Widzom bardzo spodobał się program. Telewizja Polska zanotowała wysoką oglądalność nie tylko premierowych odcinków, ale także powtórek. Sukcesem teleturnieju są wielkie emocje towarzyszące uczestnikom i prowadzącemu...
"Tu nic nie jest wyreżyserowane. Nikt nie wie, co się będzie działo. Wystarczy sobie przypomnieć mój ulubiony film >>Slumdog. Milioner z Ulicy<<. Ten chłopak znał odpowiedzi na wszystkie pytania, ponieważ sięgnął w swoją przeszłość. Nigdy nie znamy powodów, dla których ktoś wygrywa, bądź nie. W każdej chwili ktoś może wygrać całą pulę. Nic tu nie jest ustawiane" – mówi Łukasz Nowicki.

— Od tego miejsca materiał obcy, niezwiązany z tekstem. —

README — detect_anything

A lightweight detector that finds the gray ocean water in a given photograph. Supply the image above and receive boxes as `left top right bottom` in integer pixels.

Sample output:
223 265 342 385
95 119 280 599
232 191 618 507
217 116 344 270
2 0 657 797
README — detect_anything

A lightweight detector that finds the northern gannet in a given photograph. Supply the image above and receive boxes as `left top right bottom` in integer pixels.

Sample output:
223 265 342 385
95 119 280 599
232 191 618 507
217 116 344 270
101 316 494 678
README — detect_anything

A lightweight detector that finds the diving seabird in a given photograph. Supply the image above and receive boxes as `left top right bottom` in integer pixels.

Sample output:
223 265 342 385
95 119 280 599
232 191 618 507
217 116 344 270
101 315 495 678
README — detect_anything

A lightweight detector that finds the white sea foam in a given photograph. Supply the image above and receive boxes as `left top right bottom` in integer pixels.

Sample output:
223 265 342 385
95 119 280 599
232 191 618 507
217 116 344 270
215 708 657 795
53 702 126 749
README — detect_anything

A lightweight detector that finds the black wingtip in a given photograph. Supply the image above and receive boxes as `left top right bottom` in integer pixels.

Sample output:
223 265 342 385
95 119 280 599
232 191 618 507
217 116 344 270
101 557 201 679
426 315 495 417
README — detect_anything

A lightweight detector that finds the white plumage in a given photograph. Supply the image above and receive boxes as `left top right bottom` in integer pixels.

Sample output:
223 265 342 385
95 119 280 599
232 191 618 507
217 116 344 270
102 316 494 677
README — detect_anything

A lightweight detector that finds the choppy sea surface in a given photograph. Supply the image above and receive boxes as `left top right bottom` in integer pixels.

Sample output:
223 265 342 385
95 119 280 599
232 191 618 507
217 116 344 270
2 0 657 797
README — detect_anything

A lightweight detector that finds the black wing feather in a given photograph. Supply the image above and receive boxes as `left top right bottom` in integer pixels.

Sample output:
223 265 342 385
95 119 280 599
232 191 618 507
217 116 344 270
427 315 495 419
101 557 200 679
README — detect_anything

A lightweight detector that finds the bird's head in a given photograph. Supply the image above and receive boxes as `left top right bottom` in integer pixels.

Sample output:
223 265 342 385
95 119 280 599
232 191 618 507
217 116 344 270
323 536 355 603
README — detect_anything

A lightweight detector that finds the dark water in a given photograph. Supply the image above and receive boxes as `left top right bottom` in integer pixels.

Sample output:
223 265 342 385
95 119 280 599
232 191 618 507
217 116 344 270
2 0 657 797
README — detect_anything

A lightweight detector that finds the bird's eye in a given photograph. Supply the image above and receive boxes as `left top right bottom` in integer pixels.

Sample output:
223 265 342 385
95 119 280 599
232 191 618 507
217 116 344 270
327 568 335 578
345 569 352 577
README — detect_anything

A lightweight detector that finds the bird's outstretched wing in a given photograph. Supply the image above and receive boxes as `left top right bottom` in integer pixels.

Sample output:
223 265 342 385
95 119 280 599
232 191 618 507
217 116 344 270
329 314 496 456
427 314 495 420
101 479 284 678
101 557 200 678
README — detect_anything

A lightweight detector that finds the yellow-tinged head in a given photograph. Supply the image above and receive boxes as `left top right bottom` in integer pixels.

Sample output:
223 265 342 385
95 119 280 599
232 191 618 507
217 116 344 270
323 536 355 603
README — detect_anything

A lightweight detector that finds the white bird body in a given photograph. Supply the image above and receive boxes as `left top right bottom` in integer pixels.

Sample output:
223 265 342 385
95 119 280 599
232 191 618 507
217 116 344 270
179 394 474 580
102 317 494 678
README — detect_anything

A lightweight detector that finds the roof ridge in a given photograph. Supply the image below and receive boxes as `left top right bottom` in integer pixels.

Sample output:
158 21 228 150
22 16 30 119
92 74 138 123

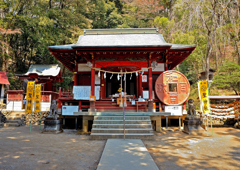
84 28 158 35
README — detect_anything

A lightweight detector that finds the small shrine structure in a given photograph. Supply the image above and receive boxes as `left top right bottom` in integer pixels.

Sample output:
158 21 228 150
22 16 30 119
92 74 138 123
6 64 62 111
0 72 10 104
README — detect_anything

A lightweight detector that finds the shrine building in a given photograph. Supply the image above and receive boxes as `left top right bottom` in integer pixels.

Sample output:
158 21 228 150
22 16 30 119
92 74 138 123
5 64 62 111
48 28 196 133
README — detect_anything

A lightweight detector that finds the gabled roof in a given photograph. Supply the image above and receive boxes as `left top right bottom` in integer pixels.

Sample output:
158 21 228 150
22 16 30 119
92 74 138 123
48 28 196 72
24 64 61 77
0 72 10 85
48 28 196 50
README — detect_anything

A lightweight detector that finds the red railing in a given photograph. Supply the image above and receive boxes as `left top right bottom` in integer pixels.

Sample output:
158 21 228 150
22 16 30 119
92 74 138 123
58 88 73 99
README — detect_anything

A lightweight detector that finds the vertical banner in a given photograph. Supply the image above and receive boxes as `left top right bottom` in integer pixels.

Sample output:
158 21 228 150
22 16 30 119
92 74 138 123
26 81 35 113
198 80 210 114
34 84 41 113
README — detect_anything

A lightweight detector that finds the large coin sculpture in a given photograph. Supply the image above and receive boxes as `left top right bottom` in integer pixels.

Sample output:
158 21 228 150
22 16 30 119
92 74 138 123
155 70 190 105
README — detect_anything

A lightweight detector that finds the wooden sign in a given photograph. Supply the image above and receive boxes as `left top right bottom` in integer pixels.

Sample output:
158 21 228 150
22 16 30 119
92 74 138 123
26 81 35 113
142 75 147 82
155 70 190 105
34 84 41 113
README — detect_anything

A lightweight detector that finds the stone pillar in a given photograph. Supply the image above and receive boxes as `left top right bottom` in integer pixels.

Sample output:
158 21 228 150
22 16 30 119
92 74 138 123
82 116 88 132
156 116 162 132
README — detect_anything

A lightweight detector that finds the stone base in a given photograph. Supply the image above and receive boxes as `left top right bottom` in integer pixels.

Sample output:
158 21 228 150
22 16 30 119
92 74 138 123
183 115 204 135
42 118 63 134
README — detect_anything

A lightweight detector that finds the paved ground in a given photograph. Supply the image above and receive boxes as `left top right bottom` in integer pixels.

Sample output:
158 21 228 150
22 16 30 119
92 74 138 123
97 139 158 170
143 128 240 170
0 126 106 170
0 126 240 170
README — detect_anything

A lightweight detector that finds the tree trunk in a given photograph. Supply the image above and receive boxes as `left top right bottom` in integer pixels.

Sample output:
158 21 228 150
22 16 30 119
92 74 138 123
234 39 240 65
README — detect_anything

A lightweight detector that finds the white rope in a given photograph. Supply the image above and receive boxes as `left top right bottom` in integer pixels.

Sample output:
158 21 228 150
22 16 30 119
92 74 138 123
92 67 153 74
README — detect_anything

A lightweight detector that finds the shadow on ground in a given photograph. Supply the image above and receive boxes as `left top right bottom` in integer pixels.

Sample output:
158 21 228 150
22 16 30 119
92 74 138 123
143 128 240 170
0 126 106 170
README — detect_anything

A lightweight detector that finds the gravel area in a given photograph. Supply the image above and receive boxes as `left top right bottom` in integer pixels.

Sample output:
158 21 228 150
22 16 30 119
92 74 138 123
0 126 106 170
143 128 240 170
1 126 239 170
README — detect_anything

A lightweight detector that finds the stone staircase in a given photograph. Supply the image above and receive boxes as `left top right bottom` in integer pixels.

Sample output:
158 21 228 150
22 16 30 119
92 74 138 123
3 111 25 127
95 101 147 112
90 116 154 140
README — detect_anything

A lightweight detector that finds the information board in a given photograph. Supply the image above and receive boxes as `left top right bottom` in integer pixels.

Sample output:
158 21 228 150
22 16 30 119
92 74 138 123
73 86 100 100
62 106 79 115
165 105 183 116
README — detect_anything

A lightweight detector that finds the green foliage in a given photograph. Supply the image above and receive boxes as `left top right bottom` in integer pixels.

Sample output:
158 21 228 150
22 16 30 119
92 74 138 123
212 62 240 95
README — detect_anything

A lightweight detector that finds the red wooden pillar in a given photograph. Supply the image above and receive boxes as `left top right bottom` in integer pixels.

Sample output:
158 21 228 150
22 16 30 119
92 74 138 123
91 61 95 96
42 83 45 91
148 60 153 100
79 101 82 111
90 60 95 111
136 74 139 98
148 60 153 112
165 59 168 71
138 72 142 97
58 87 62 109
74 62 78 86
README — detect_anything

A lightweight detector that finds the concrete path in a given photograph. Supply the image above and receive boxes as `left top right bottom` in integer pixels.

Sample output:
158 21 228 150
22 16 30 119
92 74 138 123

W pierwszej serii programu nikt nie wygrał całego miliona, natomiast gracze wychodzili już ze studia TVP z takimi kwotami jak: 25, 100, 150 oraz 300 tys zł.
"Gdybym mógł, rozdałbym wszystkie te pieniądze. Nie każdemu po milionie, bo to byłoby za łatwe. Zresztą, co to za zabawa, jeśli wszyscy by wygrywali najwyższą kwotę. Jednak, naprawdę gdybym mógł, to każdemu dałbym jedną paczuszkę po 25 tys. złotych" – mówi Nowicki.
Wielkie pieniądze, nieprzewidziane decyzje uczestników, ciekawe pytania i gra na czas, sprawiają, że program dostarcza widzom wielkich emocji, dlatego producenci zdecydowali się na kolejną serię teleturnieju.
Jesienią TVP 2 wyemituje 12 nowych odcinków programu. Pierwszy odcinek nowej serii, mogliśmy oglądać już w minioną sobotę.